Ned groaned, slapping his hand at the wall in a nervous gesture. “You’re probably right. The next thing I knew, the stakes were spiraling out of control, and I couldn’t back down.”

“And you were suddenly ten thousand pounds poorer.”

“Oh God, Emma, what am I going to do?”

“I don’t know,” she said frankly.

“The thing is, Emma, he was cheating. I saw him cheating.” Ned raked his hand through his hair, and it almost killed her to see his tortured expression.

“Why didn’t you say something?

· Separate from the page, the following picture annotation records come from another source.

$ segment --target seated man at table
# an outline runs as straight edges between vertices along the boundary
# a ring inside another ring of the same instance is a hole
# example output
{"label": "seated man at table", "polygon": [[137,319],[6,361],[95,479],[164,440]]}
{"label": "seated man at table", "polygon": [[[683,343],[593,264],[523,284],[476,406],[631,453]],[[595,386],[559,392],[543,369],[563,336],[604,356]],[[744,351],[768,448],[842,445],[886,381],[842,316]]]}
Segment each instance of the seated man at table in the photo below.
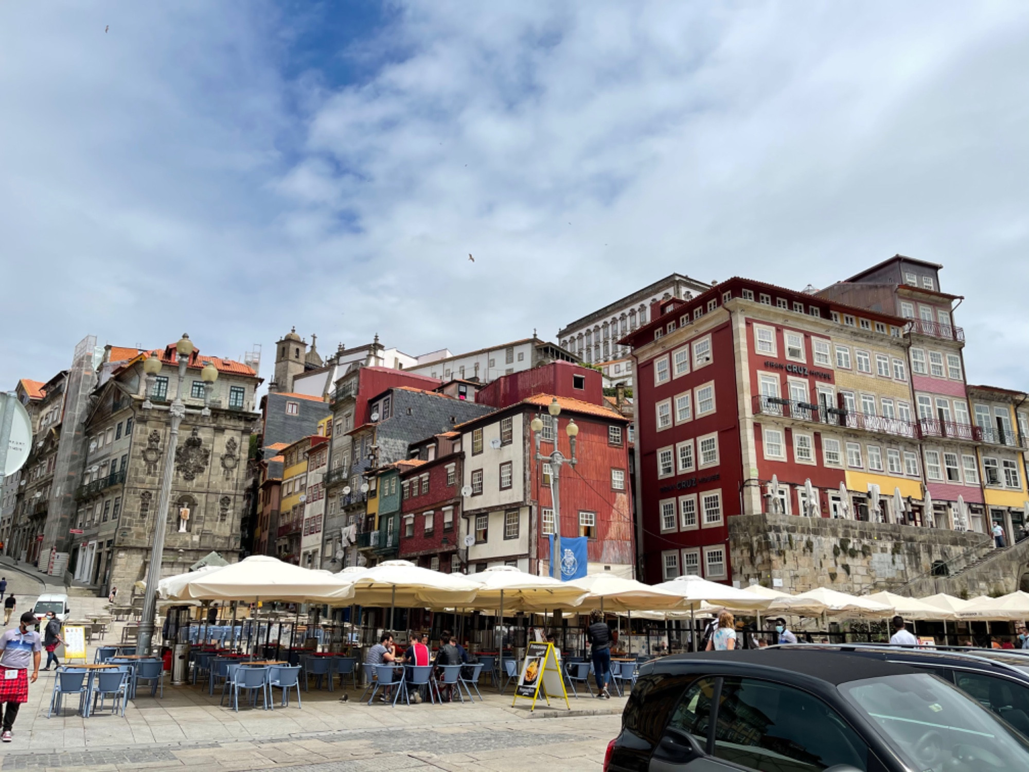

How could you just sit there and let him fleece you out of all your money?”

“Oh, Emma,” Ned sighed, sinking into a chair and letting his head fall into his hands. “I may be a gentleman of honor, but I’m not stupid. Woodside is one of the best shots in England. I’d have been insane to say something that would provoke him into calling me out.”

“Are you certain he’d call you out?”

Ned gave her a look that told her he was more than certain.

“And you’d have to accept? You couldn’t just turn your back on him and walk away?”

“Emma, it’s a matter of honor. I couldn’t show my face anywhere if I were to accuse someone of cheating and then not face the consequences.”

“I find this gentlemen’s honor business overrated, indeed. Call me practical, but I do think that one’s life is preferable to one’s honor. At least as pertains to card games.”

“I agree, but there is nothing I can do about it. The fact is I owe Woodside ten thousand pounds.”